C’était en fait bien plus que cela. Une étude de leur matière conservée réalisée en 2008 grâce à de meilleurs instruments aura finalement isolé 14 acides aminés et cinq amines. Un étudiant de Miller a même suggéré qu’une quarantaine de composés auraient pu être produits. Plus d’un demi-siècle plus tard, une équipe de chercheurs franco-tchèque s’est inspirée de cette expérience dans le but d’étendre la liste d’ingrédients potentiels de cette soupe chimique aux origines de la vie. En revanche pour cette étude, les chercheurs n’étaient cette fois-ci pas à la recherche d’acides aminés, mais d’un autre bloc de construction organique appelé formamide. Les polymères d’ARN sont constitués de quatre types d’unités : l’adénine, la guanine, la cytosine et l’uracile, tous fabriqués à partir de formamide.
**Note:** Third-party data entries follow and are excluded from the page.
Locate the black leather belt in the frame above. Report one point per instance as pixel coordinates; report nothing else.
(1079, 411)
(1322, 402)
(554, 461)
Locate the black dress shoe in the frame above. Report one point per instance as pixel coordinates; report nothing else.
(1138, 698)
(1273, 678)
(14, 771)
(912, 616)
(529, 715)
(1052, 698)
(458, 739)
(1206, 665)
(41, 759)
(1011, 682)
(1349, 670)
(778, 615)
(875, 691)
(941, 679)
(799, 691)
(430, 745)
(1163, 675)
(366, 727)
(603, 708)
Tout comme Miller et Urey, ces chercheurs pensent que l’atmosphère de la Terre antique était probablement légèrement réductrice, mais ils ont cette fois-ci remplacé le méthane de l’expérience originale pour le monoxyde de carbone et laissé de côté l’hydrogène gazeux. Comme prévu, leur soupe résultante contenait effectivement des quantités significatives de formamide et de cyanure d’hydrogène : « La molécule de formamide ne joue pas directement le rôle de démarrage du substrat, mais il est plutôt un intermédiaire suspecté de réactions allant de simples mélanges de prébiotiques modèles à des biomolécules », ont écrit les chercheurs dans un rapport.

En d’autres termes, ces nouveaux expérimentateurs pensent que le formamide pourrait être encouragé à réagir dans les bases d’ARN par l’intervention de rayonnement UV ou d’un autre catalyseur. Ils notamment pensé au plasma d’une onde de choc intense comme celles produites par les impacts d’astéroïdes il y entre 3,5 et 4 milliards d’années. En simulant ces ondes de choc, les chercheurs ont alors détecté toutes les nucléobases canoniques de l’ARN : l’uracile, la cytosine, l’adénine et la guanine, ainsi que l’urée et l’acide aminé le plus simple, la glycine : « Ces résultats confirment l’idée qu’une atmosphère composée de NH3 + CO + H2O peut se substituer au formamide pur et agir comme un environnement de départ non seulement pour la formation d’acides aminés, mais aussi de nucléobases d’ARN », écrivent-ils dans la revue Proceedings of the National Academy of Sciences.

Aussi infimes soient les quantités décelées, l’expérience aura au moins montré que l’apparition de certains composés communs à l’ARN était plausible dans une atmosphère dite « réductrice », même si les conditions existant sur Terre à l’époque sont encore controversées. L’équipe a également montré que les bases d’acide nucléique pourraient se décomposer en produits qui contribuent à rendre l’atmosphère plus réductrice. Ces produits peuvent à leur tour réagir pour transformer en nucléobases. Certes, de telles expériences pourraient ne pas prouver définitivement la manière dont la vie s’est « assemblée » à partir d’atomes, mais elles ouvrent au moins la voie à des tremplins possibles que la vie pourrait prendre pour émerger ailleurs dans l’Univers.